The first antiretroviral drugs developed were meant to target HIV protease and HIV reverse transcriptase activity. While moderately successful, it turns out that the high mutation rate of HIV led to the development of resistance to these drugs individually as quickly as 2 months post-treatment. In order to prevent this resistance combinatorial drug regimens of 3-5 different drugs had to be used, a regimen that is highly toxic to the body.
What does all this have to do with integrase you may ask? Well, it just so happens that integrase is another protein (along with protease and reverse transcriptase) that is necessary for viral replication. It also just so happens that it has become the greatest weakness to HIV's fitness.
Here is a picture of integrase doing its thing: incoporating HIV DNA into the host genome (this is actually a tetramer of the enzyme):
Now, the regions of the enzyme that are bound to the DNA (yellow) are called catalytic core domains (CCDs), and they are necessary for the fuction of the integrase (see previous post). It also just so happens that these CCDs are highly conserved regions, meaning that they cannot be mutated or altered significantly without creating a disfunctional enzyme.

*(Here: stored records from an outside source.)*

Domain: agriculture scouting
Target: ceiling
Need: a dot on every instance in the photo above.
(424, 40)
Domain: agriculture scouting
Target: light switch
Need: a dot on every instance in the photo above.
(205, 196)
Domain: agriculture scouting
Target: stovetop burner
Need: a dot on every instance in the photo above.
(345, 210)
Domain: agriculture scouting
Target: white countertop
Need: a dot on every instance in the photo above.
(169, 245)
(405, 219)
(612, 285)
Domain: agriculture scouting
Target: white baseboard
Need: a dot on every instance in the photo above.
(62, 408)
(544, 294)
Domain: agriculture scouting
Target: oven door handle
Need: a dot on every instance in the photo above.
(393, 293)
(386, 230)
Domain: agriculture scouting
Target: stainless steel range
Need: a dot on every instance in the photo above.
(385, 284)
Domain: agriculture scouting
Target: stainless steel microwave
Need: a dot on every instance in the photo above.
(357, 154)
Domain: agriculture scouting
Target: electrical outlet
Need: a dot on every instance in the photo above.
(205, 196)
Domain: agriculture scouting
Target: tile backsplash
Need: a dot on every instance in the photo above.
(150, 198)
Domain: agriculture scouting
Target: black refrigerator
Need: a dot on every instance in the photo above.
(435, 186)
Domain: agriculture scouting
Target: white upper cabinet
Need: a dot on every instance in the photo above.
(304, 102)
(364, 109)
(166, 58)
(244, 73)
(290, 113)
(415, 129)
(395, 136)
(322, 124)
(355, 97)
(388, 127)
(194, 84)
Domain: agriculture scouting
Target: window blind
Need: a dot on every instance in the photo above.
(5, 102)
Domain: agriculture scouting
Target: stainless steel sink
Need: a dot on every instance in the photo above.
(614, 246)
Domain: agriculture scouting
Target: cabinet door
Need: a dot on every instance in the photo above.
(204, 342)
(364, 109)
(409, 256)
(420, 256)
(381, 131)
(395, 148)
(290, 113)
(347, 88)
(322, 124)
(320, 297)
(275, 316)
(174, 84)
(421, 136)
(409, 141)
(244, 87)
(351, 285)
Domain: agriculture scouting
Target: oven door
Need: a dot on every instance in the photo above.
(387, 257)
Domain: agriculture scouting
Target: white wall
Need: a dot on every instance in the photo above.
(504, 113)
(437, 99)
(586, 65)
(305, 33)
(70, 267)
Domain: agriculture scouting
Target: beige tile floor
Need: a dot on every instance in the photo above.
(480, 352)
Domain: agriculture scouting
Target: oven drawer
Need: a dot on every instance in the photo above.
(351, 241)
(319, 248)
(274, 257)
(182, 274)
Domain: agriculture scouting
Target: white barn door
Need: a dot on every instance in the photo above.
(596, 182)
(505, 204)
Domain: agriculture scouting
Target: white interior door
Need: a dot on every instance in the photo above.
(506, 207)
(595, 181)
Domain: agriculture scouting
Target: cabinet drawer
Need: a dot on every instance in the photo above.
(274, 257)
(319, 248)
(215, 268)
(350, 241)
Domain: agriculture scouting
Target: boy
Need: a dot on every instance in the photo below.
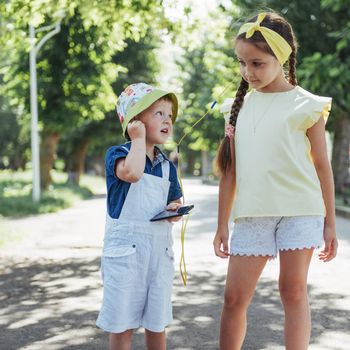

So, imagine the excitement of the HIV researching community when somebody did this:
Do you see it? The space filling spheres and the protein cartoon are a zoomed in view of the CCD of integrase. The orange and blue stick diagram is a chemical called raltegravir. Raltegravir has been put on the market as an antiretroviral drug, because as this image is attempting to show, it binds quite will over the CCD of integrase, thereby inhibiting the DNA integration reaction.
What's even more exciting, because the CCD of integrase has to be highly conserved to maintain function, far less resistance related to integrase inhibitors has been noticed in HIV+ patients, especially when used in a combinatorial drug regimen.
While integrase inhibitors are not effective enough to be used as a single drug for HAART, their effectiveness has allowed patients to be moved from HAART regimens of 4 or 5 drugs to only 2, a move that has reduced side effects considerably.
So here's to integrase: Because of its intricacy, because of the specificity of its CCD, we now have the most effective target for the treatment of HIV infection in the history of HIV research.
References:
1. Alian, A., Griner, S.L., Chiang, V., Tsiang, M., Jones, G., Birkus, G., Geleziunas, R., Leavitt, A.D., Stroud, R.M., 2009. Catalytically-active complex of HIV-1 integrase with a viral DNA substrate binds anti-integrase drugs. Proceedings of the National Academy of Sciences United States of America 106, 8192–8197.
2. Arribas, J.R., Pozniak, A.L., Gallant, J.E., Dejesus, E., Gazzard, B., Campo, R.E., Chen, S.S., McColl, D., Holmes, C.B., Enejosa, J., Toole, J.J., Cheng, A.K., 2008. Tenofovir disoproxil fumarate, emtricitabine, and efavirenz compared with zidovudine/lamivudine and efavirenz in treatment-naive patients: 144-week analysis. Journal of Acquired Immune Deficiency Syndromes (JAIDS) 47, 74–78.
3. Bartlett, J.A., Chen, S.S., Quinn, J.B., 2007. Comparative efficacy of nucleoside/ nucleotide reverse transcriptase inhibitors in combination with efavirenz: results of a systematic overview. HIV Clinical Trials 8, 221–226.
4. Sherman, P.A., Fyfe, J.A., 1990. Human immunodeficiency virus integration protein expressed in Escherichia coli possesses selective DNA cleaving activity. Proceedings of the National Academy of Sciences United States of America 87, 5119–5123.